This repository contains the modules of a deep learning pipeline to pre-process FESOM2 data and train a Graph Neural Network on said unstructured meshes. The network can then be used to detect oceanic mesoscale eddies directly on the unstructured grid, without the need for prior interpolation to regular matrices.
For this process, it's preferable to have an installation of Anaconda/Miniconda. Having a recent enough version of Python is essential for using features like the GPU computation.
$ conda create -n env_eddiesGNN python=3.11
$ conda activate env_eddiesGNN
$ pip install -r requirements.txt
If you want to also create the link between your environment and your JupyterHub, use this:
$ python -m ipykernel install --user --name env_eddiesGNN --display-name="<env_name>"

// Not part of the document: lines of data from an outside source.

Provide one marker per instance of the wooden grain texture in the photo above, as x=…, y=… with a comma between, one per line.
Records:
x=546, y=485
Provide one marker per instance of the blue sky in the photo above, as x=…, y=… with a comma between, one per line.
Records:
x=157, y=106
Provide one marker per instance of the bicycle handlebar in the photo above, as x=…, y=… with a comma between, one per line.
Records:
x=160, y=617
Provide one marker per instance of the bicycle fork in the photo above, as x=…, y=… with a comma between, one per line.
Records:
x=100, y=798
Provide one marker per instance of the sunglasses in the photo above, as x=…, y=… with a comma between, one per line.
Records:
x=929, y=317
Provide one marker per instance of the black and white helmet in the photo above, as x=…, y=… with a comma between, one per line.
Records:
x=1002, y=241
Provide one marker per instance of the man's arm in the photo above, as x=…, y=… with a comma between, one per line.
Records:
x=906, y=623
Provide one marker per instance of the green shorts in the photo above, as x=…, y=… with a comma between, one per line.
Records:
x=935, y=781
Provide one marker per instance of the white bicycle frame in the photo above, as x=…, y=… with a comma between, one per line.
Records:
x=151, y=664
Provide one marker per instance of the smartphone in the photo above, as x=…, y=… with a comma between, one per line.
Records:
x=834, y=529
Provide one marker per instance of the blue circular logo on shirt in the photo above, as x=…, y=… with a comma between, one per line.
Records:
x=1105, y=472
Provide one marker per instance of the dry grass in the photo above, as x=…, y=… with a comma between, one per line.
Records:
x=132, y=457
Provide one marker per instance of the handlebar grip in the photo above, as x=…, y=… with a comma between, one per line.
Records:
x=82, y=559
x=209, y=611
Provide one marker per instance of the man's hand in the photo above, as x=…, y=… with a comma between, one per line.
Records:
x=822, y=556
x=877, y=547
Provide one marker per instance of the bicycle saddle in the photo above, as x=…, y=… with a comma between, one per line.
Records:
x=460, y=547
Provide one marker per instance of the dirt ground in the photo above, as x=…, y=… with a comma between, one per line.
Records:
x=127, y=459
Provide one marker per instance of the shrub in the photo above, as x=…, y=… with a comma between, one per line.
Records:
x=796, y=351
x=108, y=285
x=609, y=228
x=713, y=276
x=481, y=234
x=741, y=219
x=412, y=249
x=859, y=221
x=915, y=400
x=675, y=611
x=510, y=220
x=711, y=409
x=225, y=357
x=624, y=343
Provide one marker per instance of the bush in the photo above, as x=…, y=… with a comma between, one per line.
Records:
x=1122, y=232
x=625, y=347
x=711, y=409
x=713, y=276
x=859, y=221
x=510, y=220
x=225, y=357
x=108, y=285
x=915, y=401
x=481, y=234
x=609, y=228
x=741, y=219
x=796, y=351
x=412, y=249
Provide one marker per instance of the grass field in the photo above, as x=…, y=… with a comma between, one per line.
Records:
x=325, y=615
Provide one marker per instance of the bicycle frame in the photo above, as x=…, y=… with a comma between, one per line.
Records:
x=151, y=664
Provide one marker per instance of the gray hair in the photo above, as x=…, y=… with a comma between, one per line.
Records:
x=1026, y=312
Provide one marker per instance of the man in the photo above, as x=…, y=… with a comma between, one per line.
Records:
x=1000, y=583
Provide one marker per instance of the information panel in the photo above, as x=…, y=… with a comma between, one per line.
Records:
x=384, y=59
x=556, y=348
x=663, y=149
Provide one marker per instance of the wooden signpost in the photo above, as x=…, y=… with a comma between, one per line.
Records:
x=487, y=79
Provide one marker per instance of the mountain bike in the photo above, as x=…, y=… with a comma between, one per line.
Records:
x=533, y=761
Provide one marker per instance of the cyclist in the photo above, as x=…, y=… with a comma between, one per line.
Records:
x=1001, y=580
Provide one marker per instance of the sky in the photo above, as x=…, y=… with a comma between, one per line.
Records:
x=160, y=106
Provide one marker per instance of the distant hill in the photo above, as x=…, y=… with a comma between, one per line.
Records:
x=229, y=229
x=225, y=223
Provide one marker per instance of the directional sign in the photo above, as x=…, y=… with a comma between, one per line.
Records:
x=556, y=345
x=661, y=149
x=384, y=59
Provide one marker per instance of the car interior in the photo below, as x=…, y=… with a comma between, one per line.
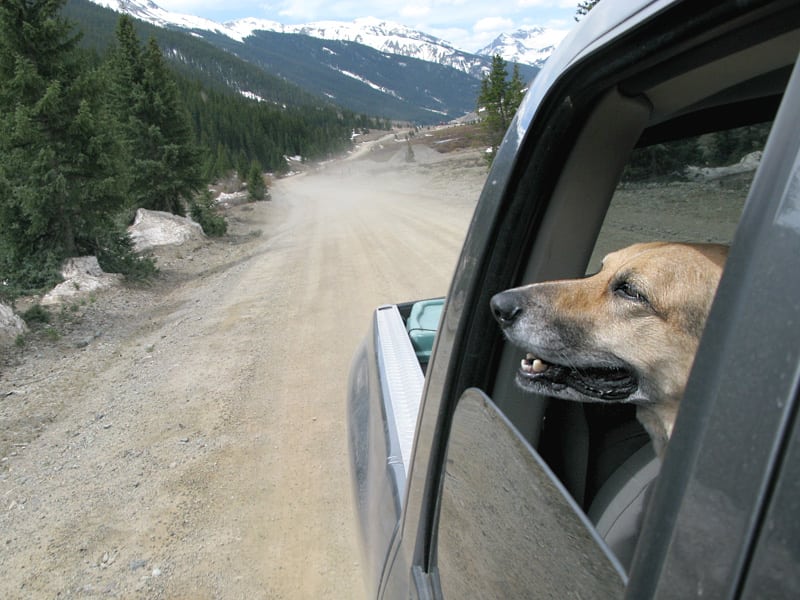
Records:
x=724, y=81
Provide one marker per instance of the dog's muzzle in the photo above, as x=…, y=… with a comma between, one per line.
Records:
x=506, y=307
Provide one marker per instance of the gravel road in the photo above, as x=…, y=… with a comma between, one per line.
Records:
x=187, y=439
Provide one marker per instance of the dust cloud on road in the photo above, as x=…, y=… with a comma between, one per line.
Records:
x=188, y=440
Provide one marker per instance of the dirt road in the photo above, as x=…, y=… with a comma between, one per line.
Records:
x=188, y=440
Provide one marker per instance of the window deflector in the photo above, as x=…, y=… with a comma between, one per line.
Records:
x=507, y=528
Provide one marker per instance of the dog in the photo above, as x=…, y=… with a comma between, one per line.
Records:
x=628, y=333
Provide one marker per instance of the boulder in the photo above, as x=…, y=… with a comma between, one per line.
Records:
x=11, y=326
x=82, y=276
x=156, y=228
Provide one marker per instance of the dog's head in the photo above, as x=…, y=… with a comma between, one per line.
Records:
x=625, y=334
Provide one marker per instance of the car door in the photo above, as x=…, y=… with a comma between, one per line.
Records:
x=471, y=525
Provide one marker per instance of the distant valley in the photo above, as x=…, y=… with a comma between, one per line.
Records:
x=367, y=66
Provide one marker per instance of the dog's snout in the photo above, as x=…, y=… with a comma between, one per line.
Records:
x=505, y=307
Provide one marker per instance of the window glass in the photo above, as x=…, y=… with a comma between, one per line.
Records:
x=497, y=497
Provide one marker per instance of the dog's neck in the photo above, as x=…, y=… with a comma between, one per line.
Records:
x=658, y=420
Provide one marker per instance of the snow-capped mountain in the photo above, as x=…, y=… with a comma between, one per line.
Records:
x=383, y=36
x=527, y=45
x=152, y=13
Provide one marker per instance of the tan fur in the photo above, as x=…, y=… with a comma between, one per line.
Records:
x=595, y=323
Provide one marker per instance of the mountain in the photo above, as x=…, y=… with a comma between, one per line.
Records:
x=527, y=45
x=367, y=66
x=383, y=36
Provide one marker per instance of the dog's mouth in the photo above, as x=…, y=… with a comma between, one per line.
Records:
x=587, y=383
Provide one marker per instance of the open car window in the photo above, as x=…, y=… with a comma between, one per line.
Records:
x=668, y=155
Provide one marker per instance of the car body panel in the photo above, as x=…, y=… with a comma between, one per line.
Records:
x=530, y=224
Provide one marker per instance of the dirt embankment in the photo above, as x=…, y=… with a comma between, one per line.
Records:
x=187, y=439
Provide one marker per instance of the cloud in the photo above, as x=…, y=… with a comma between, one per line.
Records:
x=492, y=24
x=414, y=11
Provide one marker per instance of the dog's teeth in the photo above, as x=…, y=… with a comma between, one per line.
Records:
x=531, y=364
x=538, y=366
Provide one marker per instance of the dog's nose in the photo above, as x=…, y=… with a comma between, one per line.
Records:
x=505, y=308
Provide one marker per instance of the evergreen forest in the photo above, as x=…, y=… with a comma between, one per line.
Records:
x=94, y=127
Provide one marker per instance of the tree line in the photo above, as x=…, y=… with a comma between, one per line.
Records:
x=86, y=139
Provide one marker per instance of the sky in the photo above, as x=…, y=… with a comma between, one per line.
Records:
x=467, y=24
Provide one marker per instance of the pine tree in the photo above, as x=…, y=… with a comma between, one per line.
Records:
x=498, y=100
x=59, y=163
x=166, y=168
x=256, y=188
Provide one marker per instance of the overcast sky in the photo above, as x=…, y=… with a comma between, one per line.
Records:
x=468, y=24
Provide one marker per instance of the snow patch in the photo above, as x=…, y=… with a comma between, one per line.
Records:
x=156, y=228
x=82, y=276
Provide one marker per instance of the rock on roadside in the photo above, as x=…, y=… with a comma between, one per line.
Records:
x=82, y=276
x=156, y=228
x=11, y=326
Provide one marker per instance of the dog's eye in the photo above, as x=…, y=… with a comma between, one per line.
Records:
x=626, y=290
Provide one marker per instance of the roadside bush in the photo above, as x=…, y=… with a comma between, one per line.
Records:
x=202, y=211
x=115, y=254
x=256, y=188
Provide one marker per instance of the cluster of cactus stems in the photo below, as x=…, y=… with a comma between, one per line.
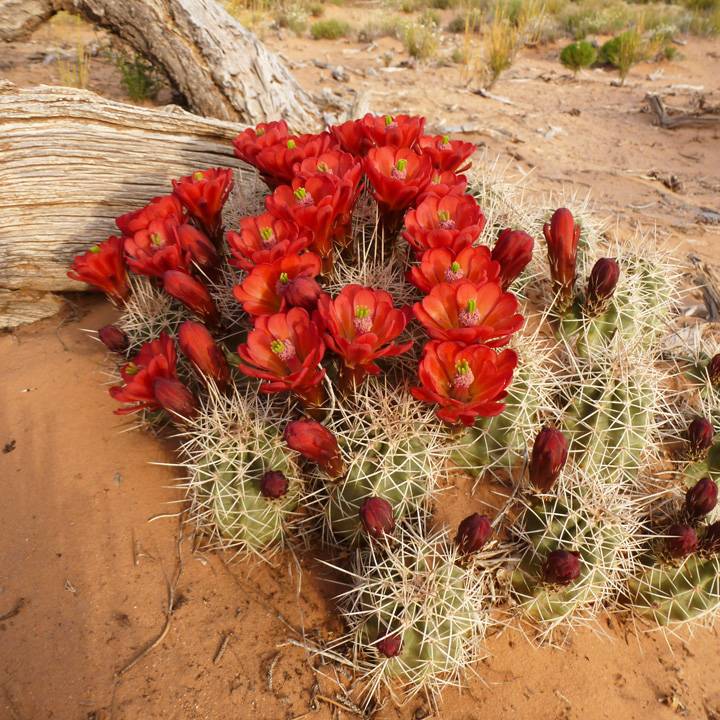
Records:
x=541, y=355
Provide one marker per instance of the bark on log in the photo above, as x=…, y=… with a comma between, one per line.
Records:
x=221, y=68
x=73, y=161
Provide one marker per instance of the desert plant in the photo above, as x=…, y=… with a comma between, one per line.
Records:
x=139, y=77
x=578, y=55
x=329, y=29
x=76, y=72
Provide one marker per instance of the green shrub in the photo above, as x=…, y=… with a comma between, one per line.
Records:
x=138, y=76
x=578, y=55
x=329, y=29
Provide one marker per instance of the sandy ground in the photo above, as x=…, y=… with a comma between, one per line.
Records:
x=84, y=574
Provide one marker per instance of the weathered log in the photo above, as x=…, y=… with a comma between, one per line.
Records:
x=221, y=68
x=73, y=161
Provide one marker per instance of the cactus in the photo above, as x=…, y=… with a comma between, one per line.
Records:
x=392, y=447
x=228, y=449
x=416, y=614
x=499, y=443
x=596, y=524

Creates the subset unstructured mesh (if not already existing) from the global one.
Interpolates the SSH and its segmentation mask from the regular matrix space to the unstructured subset mesh, using the K-Nearest Neighbors algorithm.
Applies some corrections in the data before writing the final output.
Requires a JupyterHub server to be run.
Demonstrates the pre-processing phase by repeating the same steps of pre_processing.ipynb, but with more explanations, plots, and without writing the final results on the file system.
Requires a JupyterHub server to be run.
The core body of the training/testing phase. It uses the PyTorch Geometric framework and the code in Dataset.py, Loss.py, and Model.py.
Creates the graph dataset, splits it into train-validation-test, tests the hyperparameters, creates the DataLoaders, instantiates the Graph U-Net, the Optimizer, the Dice Loss, performs the actual training, and outputs some comparison plots.
Requires a Slurm execution script to be scheduled, like pipeline.sh.
GPU support is native with the code.
Performs the training/testing phase in a notebook by repeating the same steps of pipeline.py, but with more explanations.
Requires a JupyterHub server to be run.
GPU support is native with the code.
Folder with the configuration (.yaml) files containing the hyperparameters for both the pre-processing and the pipeline steps.